Indiana State Budget Director Zac Jackson. Provided image
Indiana State Budget Director Zac Jackson. Provided image

As Republican leaders in the Indiana General Assembly look to reduce and possibly eliminate the state’s individual income tax, one of the state’s top fiscal analysts says there is no clear replacement for a revenue stream that brings in about $8 billion a year and makes up about a third of the state’s overall tax revenue.

The comments from Indiana State Budget Director Zac Jackson came during a virtual panel discussion Thursday on how an economic recession would affect state and local governments. The event was organized by the Volcker Alliance, a New York City-based not-for-profit founded by former Federal Reserve Board Chairman Paul Volcker, and the Penn Institute for Urban Research at the University of Pennsylvania.
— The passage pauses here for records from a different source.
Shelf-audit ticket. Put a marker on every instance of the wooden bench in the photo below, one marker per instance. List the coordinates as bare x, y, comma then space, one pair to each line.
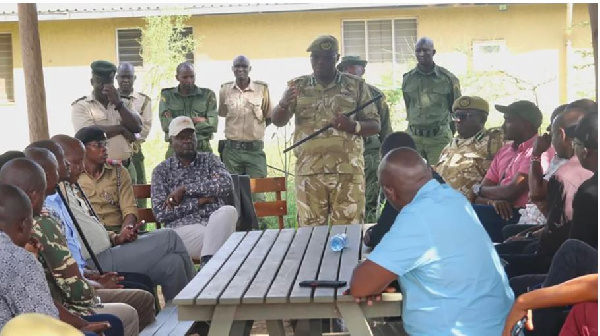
166, 323
276, 208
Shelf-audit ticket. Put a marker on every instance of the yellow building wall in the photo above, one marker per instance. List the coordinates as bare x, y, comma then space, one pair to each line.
535, 32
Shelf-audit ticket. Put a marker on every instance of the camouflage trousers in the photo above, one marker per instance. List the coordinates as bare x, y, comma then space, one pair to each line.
372, 185
430, 148
337, 198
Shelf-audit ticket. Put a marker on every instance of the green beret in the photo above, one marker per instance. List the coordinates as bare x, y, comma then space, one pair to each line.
89, 134
324, 43
471, 103
350, 60
525, 110
103, 68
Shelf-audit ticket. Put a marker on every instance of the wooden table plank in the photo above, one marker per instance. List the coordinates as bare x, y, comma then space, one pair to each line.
213, 290
262, 282
350, 259
281, 287
189, 293
310, 265
330, 266
244, 277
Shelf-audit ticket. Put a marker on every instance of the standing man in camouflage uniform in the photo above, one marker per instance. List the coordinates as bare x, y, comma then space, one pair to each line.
142, 104
354, 65
330, 180
466, 159
106, 109
246, 106
187, 99
429, 92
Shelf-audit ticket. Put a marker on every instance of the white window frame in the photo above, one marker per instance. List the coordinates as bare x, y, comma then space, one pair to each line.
479, 63
12, 69
367, 32
139, 28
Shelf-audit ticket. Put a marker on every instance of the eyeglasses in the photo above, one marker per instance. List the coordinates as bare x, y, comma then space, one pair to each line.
97, 144
459, 116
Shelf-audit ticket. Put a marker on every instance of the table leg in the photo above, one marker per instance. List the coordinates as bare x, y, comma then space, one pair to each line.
275, 328
354, 318
308, 328
222, 320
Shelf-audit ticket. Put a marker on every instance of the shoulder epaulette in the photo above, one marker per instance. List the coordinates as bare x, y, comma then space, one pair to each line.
261, 83
78, 100
144, 95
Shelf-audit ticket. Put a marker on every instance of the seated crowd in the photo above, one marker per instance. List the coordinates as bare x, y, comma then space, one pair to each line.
455, 256
504, 223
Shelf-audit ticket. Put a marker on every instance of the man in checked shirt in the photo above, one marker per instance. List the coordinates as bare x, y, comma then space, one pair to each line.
188, 191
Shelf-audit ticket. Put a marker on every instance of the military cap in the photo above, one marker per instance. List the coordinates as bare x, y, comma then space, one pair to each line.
90, 133
324, 43
179, 124
585, 131
350, 60
471, 103
524, 109
103, 68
In the most recent legislative session, lawmakers created a task force to review, among other topics, the individual income tax, including methods to reduce or eliminate the individual income tax.

“Although reducing the individual income tax is a goal of this committee, it remains to be seen how the state would deal with that $8 billion loss in revenues,” Jackson said. “Does that mean we will cut spending by a third out of our general fund, or does that mean that we will make it up in other tax types?”

Another complicating factor, he said, is that Indiana also allows municipalities to collect local income taxes, which brings in between $3 and $4 billion a year.

In the committee’s first meeting last month, lawmakers and budget analysts heard testimony from Americans for Prosperity, a conservative political advocacy group, and former Republican state Sen. Brandt Hershman, who advocated for repealing the corporate income tax.

The task force is scheduled to meet again in September and October before releasing its recommendations by Nov. 1.

Senate Tax & Fiscal Policy Committee Chair Travis Holdman, R-Markle, has argued that repealing the income tax by 2030 would help Indiana compete with states like Florida, Tennessee and Texas that don’t have a state income tax and have seen economic and population growth in recent years.

In 2022, lawmakers passed a tax-cut package that gradually reduced the income tax rate over the next seven years, from 3.23% to 2.9%, with the stipulation that state tax revenue must have grown at least 2% in the previous budget year. It was the state’s first income tax cut since 2013, and it was Holdman who added language to the bill to tie any income tax decrease to overall revenue growth.

In the budget bill passed in April, lawmakers further accelerated those cuts to occur by 2027 and removed the 2% trigger requirement. Indiana’s current income tax rate sits at 3.15%.

Indiana finished the 2023 fiscal year on June 30 with $2.9 billion in reserves.

Lt. Gov. Suzanne Crouch, who is running for governor, has been a vocal supporter of eliminating the personal income tax, which she said would help Hoosier families and small businesses while helping to attract companies to move or expand here.

Crouch said the loss of income taxes could be absorbed by instituting a number of measures, including by returning budget and reserve fund surpluses to taxpayers that are “beyond necessary levels:” modernizing the state’s tax code; limiting the growth and cost of Indiana government to necessary levels; and limiting expenditures to a 2% inflation adjusted growth rate.

The four other leading candidates for the GOP nomination have expressed tepid support for the idea, though some question how Crouch would replace the lost revenue stream.

Other states that have eliminated their income tax have had to offset the losses by raising property taxes, increasing sales tax rates or taxing services, or creating a new tax altogether.

In Alaska, a state that repealed its income tax in 1980, a severance tax on the oil and natural gas industry keeps the government solvent, while Texas has higher-than-average property tax rates, and Florida brings in billions of dollars a year in tourism development taxes. Tennessee has the same state sales tax rate as Indiana at 7%, but local jurisdictions can enact their own sales tax, making the rate as high as 10% in some places.